Optical zoom is difficult in smartphones
To achieve optical zoom on a smartphone is not a trivial matter. You really can’t have a large motorized lens assembly on the back of a phone. Although, this was actually attempted. For example, the Samsung Galaxy S4 Zoom is essentially a smartphone with a compact digital camera glued to the back. Have a look here:

Obviously it’s not something you can put in your pocket, which is why this approach never really worked. Instead, modern smartphones simply stick a series of cameras on the back of our phone. Each camera has a different focal length range, so when you add all the cameras together you get an optical zoom range.
This is not the same as having a large telephoto lens on a DSLR, for example. That’s because you can move the focal length of the telephoto lens to focus images at different zoom levels onto the same sensor.

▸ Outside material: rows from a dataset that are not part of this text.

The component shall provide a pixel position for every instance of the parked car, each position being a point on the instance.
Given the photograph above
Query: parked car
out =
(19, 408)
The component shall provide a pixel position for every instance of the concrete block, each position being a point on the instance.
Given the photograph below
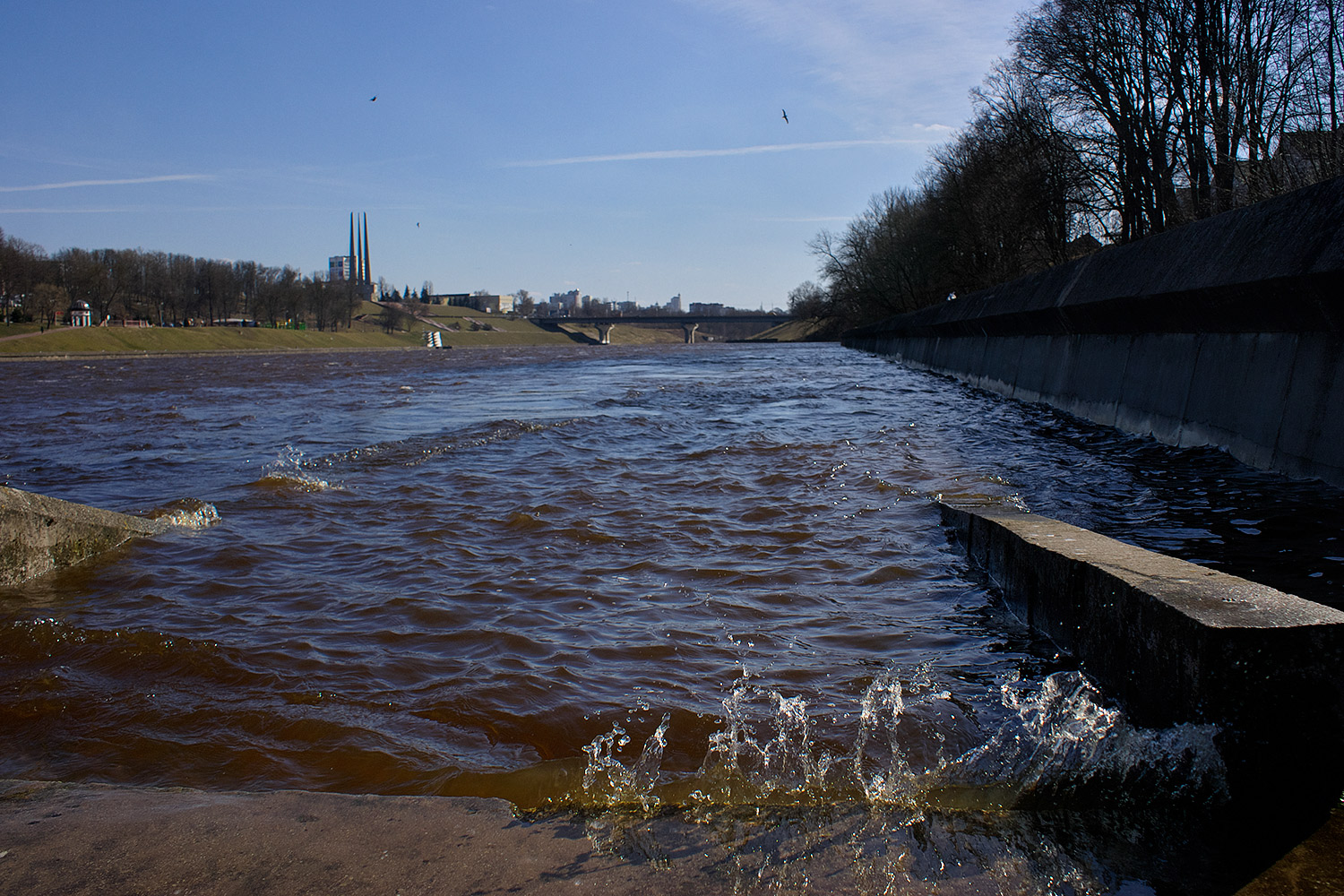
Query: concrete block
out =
(999, 365)
(1311, 435)
(1175, 642)
(1156, 384)
(1094, 381)
(39, 533)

The problem is that most multi-camera smartphone setups have different sensors for each lens. Primary cameras usually have the largest sensor with the highest pixel count. With wide-angle and telephoto cameras with smaller, cheaper sensors.
Doesn’t this negate the whole point? That’s true in a way, but the multi-camera setup still offers the best high-quality zoom range on a phone. Engineers have devised a way to combine these different approaches to magnify something larger than the sum of its parts.
The Best of Both Worlds: Combined Zoom
The so-called “composite” zoom system uses the optical capabilities of the onboard cameras along with digital zoom and something known as “computed imaging”.

Computational photography refers to a set of software techniques that use artificial intelligence and other fancy mathematical methods to alter and enhance the images a camera can capture. For example, artificial intelligence can increase the resolution of an image by “imagining” what the image would look like at a higher resolution.
It sounds like magic, but it actually works pretty well in most cases. Software techniques like these can also help combine different images from the onboard cameras to enhance image detail at the higher end of the optical zoom range. Even when digital zoom comes into play, all these image data sources and intelligent software algorithms can produce some stunningly beautiful images.
Should you care about optical zoom on a smartphone?
High-end smartphones like iPhone 12″ has a good optical zoom range. It’s not really “telephoto” by any means, but you can generally expect a 2x to 2.5x increase in image size with no pixels. This is perfect for typical use cases like taking a picture of something reasonably close that you can’t get any closer.
It’s definitely a great feature to have, but the vast majority of users will be completely satisfied with the digital zoom feature. Especially when enhanced with a nice artificial intelligence doll. If phones start to offer over 2.5x optical zoom range at the same resolution as the main sensor, it’s time to sit up and take note. However, at the time of writing, it’s not a feature that affects your purchasing decision.